Milan, scade il tempo di Mister Li: servono 32 milioni, fondo Elliott pronto a subentrare

Entro oggi, il cda del Milan attende un aumento di capitale decisivo: senza il versamento, il club sarebbe destinato a cambiare proprietà.

Milan, scade il tempo di Mister Li: servono 32 milioni, fondo Elliott pronto a subentrare

Il tempo sta scadendo

«L’ora della verità è arrivata, la polvere dentro la clessidra è agli sgoccioli». Inizia così, con questo tono greve, il pezzo della Gazzetta dello Sport sulla situazione economico-societaria del Milan. Il club rossonero è ad un passo dall’esclusione dall’Europa League, attende le sentenze dell’Uefa ma è impegnato anche sul fronte interno. Due le possibili strade, secondo la rosea: «Entro le 5 di oggi pomeriggio Li Yonghong dovrà aver versato gli ultimi 32 milioni di aumento di capitale, oppure al suo posto interverrà Elliott. Se Mr. Li non riuscirà a girare ancora una volta la clessidra, regalandosi altro tempo, la polvere sarà esaurita».

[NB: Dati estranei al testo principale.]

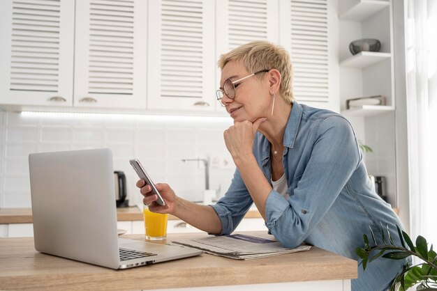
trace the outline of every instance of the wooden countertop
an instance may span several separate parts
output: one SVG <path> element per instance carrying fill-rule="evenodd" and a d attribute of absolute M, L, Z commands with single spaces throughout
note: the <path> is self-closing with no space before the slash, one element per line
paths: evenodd
<path fill-rule="evenodd" d="M 258 210 L 250 210 L 245 218 L 260 218 L 261 215 Z M 136 206 L 117 209 L 117 218 L 119 221 L 142 221 L 142 212 Z M 169 215 L 168 219 L 179 219 L 173 215 Z M 6 223 L 31 223 L 32 210 L 31 208 L 3 208 L 0 209 L 0 224 Z"/>
<path fill-rule="evenodd" d="M 399 214 L 397 208 L 393 210 Z M 257 209 L 251 209 L 246 214 L 244 218 L 260 218 L 261 214 Z M 119 221 L 142 221 L 142 213 L 136 206 L 117 209 L 117 218 Z M 177 220 L 177 217 L 169 215 L 168 219 Z M 32 210 L 31 208 L 3 208 L 0 209 L 0 224 L 6 223 L 31 223 Z"/>
<path fill-rule="evenodd" d="M 169 239 L 199 235 L 207 235 L 171 234 Z M 142 239 L 139 235 L 124 237 Z M 141 290 L 342 280 L 357 276 L 356 261 L 316 247 L 246 261 L 205 253 L 117 271 L 38 253 L 31 237 L 3 238 L 0 239 L 0 290 Z"/>

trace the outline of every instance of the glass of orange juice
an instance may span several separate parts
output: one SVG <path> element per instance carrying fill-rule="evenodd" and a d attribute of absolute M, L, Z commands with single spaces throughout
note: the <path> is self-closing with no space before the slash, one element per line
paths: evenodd
<path fill-rule="evenodd" d="M 167 237 L 168 214 L 152 212 L 147 206 L 142 210 L 146 239 L 161 240 Z"/>

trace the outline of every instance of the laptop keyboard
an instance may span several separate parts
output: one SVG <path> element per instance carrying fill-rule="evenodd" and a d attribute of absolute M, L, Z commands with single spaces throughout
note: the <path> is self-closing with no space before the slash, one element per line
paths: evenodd
<path fill-rule="evenodd" d="M 156 255 L 156 253 L 120 248 L 120 261 Z"/>

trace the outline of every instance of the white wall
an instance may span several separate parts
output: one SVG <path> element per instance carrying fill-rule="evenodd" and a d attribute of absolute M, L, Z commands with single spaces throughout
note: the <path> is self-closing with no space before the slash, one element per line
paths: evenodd
<path fill-rule="evenodd" d="M 142 161 L 155 182 L 168 182 L 180 196 L 200 200 L 203 166 L 181 159 L 220 157 L 229 164 L 210 169 L 210 188 L 220 188 L 223 195 L 235 169 L 223 139 L 223 130 L 232 124 L 230 118 L 0 112 L 0 207 L 31 207 L 29 153 L 96 148 L 112 149 L 114 169 L 126 175 L 131 204 L 142 197 L 128 163 L 133 157 Z"/>

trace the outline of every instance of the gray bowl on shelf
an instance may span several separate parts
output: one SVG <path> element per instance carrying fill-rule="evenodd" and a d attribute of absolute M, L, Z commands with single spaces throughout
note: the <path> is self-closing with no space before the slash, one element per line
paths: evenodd
<path fill-rule="evenodd" d="M 349 44 L 349 50 L 352 54 L 357 54 L 361 52 L 379 52 L 381 43 L 374 38 L 363 38 L 354 40 Z"/>

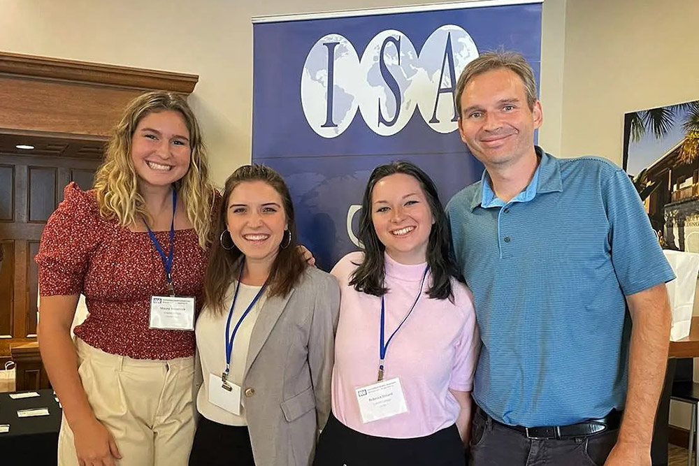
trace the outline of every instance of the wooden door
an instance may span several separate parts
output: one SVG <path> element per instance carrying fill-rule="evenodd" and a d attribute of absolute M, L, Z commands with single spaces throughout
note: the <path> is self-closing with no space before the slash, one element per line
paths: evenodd
<path fill-rule="evenodd" d="M 34 149 L 15 148 L 20 143 Z M 0 135 L 0 362 L 11 346 L 36 339 L 34 258 L 41 232 L 69 182 L 92 187 L 103 150 L 100 141 Z"/>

Il percorso è semplice: se Li Yonghong non versa i 32 milioni “dovuti”, il Milan diventa del Fondo Elliott. Che, come scrive la Gazzetta, finirà semplicemente per «escutere il pegno». Tra l’altro, insistono da Milano, sarebbe già tutto pronto: «Attenzione allora alla notizia delle ultimissime ore: Elliott ha già messo a disposizione il denaro, in forma preventiva, nel caso in cui oggi Fassone ne facesse richiesta. In pratica è già tutto allestito da ieri se Yonghong non ottemperasse ai propri obblighi. Bonifico pronto per essere eseguito».

Il nuovo socio

La soluzione migliore per Li Yonghong sarebbe trovare un nuovo socio. Garantirebbe liquidità immediata e sarebbe una carta da giocare anche con il Tas, per l’eventuale ricorso post sentenza Uefa. La Gazzetta, però, fa giustamente notare: «A questo punto viene pure da chiedersi se un nuovo socio non preferirebbe trattare l’ingresso nel club rossonero direttamente con Singer, piuttosto che con Li. Di certo sul tavolo ci sono diverse proposte, portate avanti da vari advisor. Quella più  concreta e in fase più avanzata riconduce a Goldman Sachs per conto di un investitore statunitense per ora segreto, che ha già chiuso la due diligence (l’analisi dei conti rossoneri) e sembrerebbe davvero a un passo dalla fumata bianca».

Ci sarebbero altre due opzioni, per Mister Li, che nel frattempo deve fare i conti con i 32 milioni che mancano. Rispetto a questa cifra “in arrivo”, non ci sono atteggiamenti positivi. Anche perché, scrive ancora la Gazzetta, il cda del Milan «si aspettava il versamento già venerdì scorso e ora, dopo aver inviato una lettera di richiesta formale a Li, attende quindi entro le 17 di oggi (cinque giorni lavorativi). Ecco perché Elliott – che, lo ricordiamo, è creditore nei confronti di Mr. Li e del Milan per 303 milioni complessivi, che salgono a 380 con gli interessi – intanto ha già messo a disposizione
il denaro in modo da poter effettuare l’eventuale surroga (ovvero intervenire al posto dell’azionista). Dovrà però essere il Milan a farne richiesta».